This is true in situations where there is no social contract for the event at hand, like emergencies and other one-off situations. It doesn't apply where there is a social contract. Everybody is responsible for obeying the traffic laws, for example. And everybody can be responsible for maintaining conceptual integrity.
I think it applies here. The problem which conceptual integrity is that short-term incentives oppose it. A developer gets personal benefits for shortcuts (Yay, a 10x rockstar developer!) while the costs are shared by all. A classic tragedy of the commons situation.
Maybe you assume that random developers will speak up, point out an inconsistency, and everybody agrees to make it consistent from now on.
In a small team it might work that way, but "system design" implies a larger community to me.
Consensus is hard.
The whole point of responsibility is that blame and praise is focused. A focus on everyone is no focus at all.

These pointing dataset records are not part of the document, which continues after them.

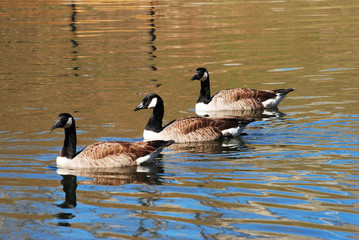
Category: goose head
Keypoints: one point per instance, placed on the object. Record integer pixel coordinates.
(64, 120)
(148, 102)
(201, 74)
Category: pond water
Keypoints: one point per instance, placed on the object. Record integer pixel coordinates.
(293, 176)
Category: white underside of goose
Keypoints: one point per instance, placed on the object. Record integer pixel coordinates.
(274, 102)
(151, 136)
(233, 132)
(149, 158)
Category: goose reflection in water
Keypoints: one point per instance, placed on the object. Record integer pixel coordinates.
(147, 175)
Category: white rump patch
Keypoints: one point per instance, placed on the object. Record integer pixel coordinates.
(273, 102)
(149, 157)
(151, 135)
(153, 103)
(233, 132)
(69, 123)
(204, 77)
(64, 162)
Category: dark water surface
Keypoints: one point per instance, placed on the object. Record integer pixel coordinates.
(294, 176)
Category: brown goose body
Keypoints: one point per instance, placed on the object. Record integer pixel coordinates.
(103, 154)
(189, 129)
(235, 98)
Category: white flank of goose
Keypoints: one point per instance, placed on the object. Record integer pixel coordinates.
(189, 129)
(103, 154)
(235, 98)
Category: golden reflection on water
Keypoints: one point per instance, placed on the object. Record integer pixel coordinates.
(97, 59)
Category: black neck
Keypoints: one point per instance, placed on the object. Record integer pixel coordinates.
(205, 93)
(155, 122)
(69, 148)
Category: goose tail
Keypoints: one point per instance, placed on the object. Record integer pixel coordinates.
(283, 91)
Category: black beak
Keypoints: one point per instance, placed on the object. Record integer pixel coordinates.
(139, 107)
(195, 77)
(56, 125)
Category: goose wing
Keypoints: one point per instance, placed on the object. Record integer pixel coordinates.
(194, 129)
(242, 98)
(116, 153)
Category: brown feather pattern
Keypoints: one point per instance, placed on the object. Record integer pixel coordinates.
(112, 154)
(194, 129)
(241, 98)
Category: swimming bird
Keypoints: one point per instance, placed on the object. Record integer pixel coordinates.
(103, 154)
(188, 129)
(235, 98)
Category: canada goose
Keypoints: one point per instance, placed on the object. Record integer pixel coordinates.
(188, 129)
(235, 98)
(103, 154)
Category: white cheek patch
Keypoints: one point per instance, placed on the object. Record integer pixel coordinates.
(69, 123)
(204, 77)
(153, 103)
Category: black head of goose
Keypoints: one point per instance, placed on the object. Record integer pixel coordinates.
(235, 98)
(103, 154)
(189, 129)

> Everybody is responsible for obeying the traffic laws, for example.
Well, we do have traffic police and courts and lawyers.
Yes, everyone should follow the rules. But the point of having an individual responsible for conceptual integrity does not mean, no one else should care and do whatever they want, but that there is, if needed, "police and judges" in place...
But there is another point: the fewer people the easier it is to have a consensus about what the conceptual integrity entails.
If you have a single judge, you are more likely to expect consistent rulings, so to speak.